Entscheidungen der Gerichte

SAECHSISCHES-OVG – Beschluss, 1 B 288/09 vom 09.06.2009

Dyskalkulie ist eine geistige Teilleistungsstörung. Ein Abweichen der seelischen Gesundheit i. S. v. § 35a Abs. 1 Nr. 1 SGB VIII verlangt deshalb zusätzlich die Feststellung hierin begründeter Sekundärfolgen im seelischen Bereich. Dies müssen dann zu einer (drohenden) Beeinträchtigung an der Teilhabe am Leben in der Gesellschaft führen, um einen Hilfeanspruch nach § 35a Abs. 1 SGB VIII auf die Bewilligung von Eingliederungshilfe begründen zu können.

NIEDERSAECHSISCHES-OVG – Beschluss, 4 LC 514/07 vom 04.02.2009

1. Es besteht kein Anspruch auf die Gewährung von Eingliederungshilfe nach § 35 a SGB VIII für die Fortsetzung einer Legasthenietherapie, wenn die Voraussetzungen des § 35 a Abs. 1 Satz 1 SGB VIII nicht mehr vorliegen.

2. Zu den Voraussetzungen für die Annahme einer Teilhabegefährdung i.S.d. § 35 a Abs. 1 Satz 1 Nr. 2 SGB VIII im Falle einer Lese- und Rechtschreibschwäche.

OVG-RHEINLAND-PFALZ – Beschluss, 7 E 10212/07.OVG vom 26.03.2007

1. Eine Lese-Rechtschreibstörung oder Legasthenie (ICD 10 - F 81.0) stellt keine seelische Störung dar und führt deshalb als solche nicht zu einer Abweichung der seelischen Gesundheit eines Kindes oder Jugendlichen vom alterstypischen Zustand im Sinne von § 35a Abs. 1 SGB VIII.

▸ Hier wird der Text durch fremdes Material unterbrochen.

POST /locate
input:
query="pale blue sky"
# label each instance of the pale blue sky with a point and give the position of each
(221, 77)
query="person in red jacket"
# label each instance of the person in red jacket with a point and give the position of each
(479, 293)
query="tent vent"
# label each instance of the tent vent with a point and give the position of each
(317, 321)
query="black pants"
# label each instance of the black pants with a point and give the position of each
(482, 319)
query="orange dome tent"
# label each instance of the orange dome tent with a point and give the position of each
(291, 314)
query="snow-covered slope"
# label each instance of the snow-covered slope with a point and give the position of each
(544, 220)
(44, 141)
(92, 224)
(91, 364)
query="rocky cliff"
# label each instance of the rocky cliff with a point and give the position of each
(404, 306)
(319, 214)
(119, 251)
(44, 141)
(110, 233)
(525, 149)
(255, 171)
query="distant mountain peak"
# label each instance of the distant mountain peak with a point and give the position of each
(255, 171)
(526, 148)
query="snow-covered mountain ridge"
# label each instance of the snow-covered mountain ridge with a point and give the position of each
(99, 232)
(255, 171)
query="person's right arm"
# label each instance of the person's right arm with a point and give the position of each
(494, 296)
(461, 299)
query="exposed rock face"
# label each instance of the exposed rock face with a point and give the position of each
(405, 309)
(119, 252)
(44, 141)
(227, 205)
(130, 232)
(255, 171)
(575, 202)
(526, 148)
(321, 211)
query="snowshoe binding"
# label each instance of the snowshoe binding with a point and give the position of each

2. Zwar kann es als Sekundärfolge einer Legasthenie zu einer seelischen Störung oder psychosomatischen Reaktion des Kindes oder Jugendlichen kommen. Die Voraussetzungen des § 35a Abs. 1 SGB VIII sind jedoch auch dann nur erfüllt, wenn die sekundäre seelische Störung nach Breite, Tiefe und Dauer so intensiv ist, dass dadurch die Fähigkeit des Kindes oder Jugendlichen zur Eingliederung in die Gesellschaft beeinträchtigt ist oder eine solche Beeinträchtigung zu erwarten ist. Bloße Schulprobleme und Schulängste genügen hierfür nicht.

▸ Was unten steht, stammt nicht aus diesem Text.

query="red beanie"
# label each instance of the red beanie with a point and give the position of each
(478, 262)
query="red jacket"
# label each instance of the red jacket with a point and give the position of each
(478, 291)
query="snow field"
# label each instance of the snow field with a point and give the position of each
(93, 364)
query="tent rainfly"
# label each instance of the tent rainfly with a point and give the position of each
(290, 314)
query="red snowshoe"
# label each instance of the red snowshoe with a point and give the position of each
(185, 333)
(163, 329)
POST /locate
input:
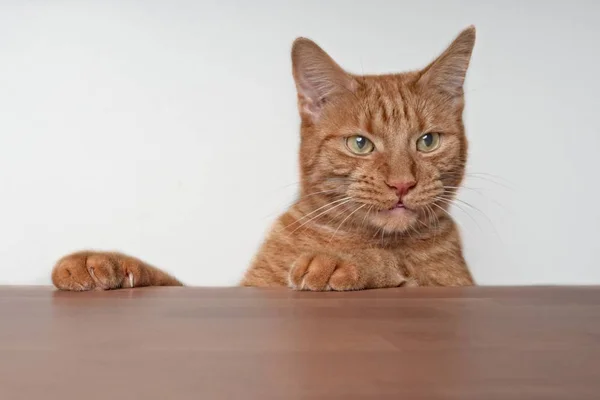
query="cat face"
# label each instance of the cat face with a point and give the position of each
(387, 151)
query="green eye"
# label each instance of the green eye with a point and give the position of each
(428, 142)
(359, 145)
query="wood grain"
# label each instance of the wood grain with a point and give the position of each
(245, 343)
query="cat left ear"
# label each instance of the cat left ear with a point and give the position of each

3. Die Auslegung und Anwendung der unbestimmten Rechtsbegriffe in § 35a Abs. 1 SGB VIII unterliegt einer uneingeschränkten verwaltungsgerichtlichen Kontrolle. Ein - verwaltungsgerichtlich nur eingeschränkt überprüfbarer -Beurteilungsspielraum steht dem Träger der öffentlichen Jugendhilfe erst im Hilfeplanverfahren aufgrund des dort gebotenen kooperativen pädagogischen Entscheidungsprozesses bezüglich der im Einzelfall angezeigten Hilfe zu.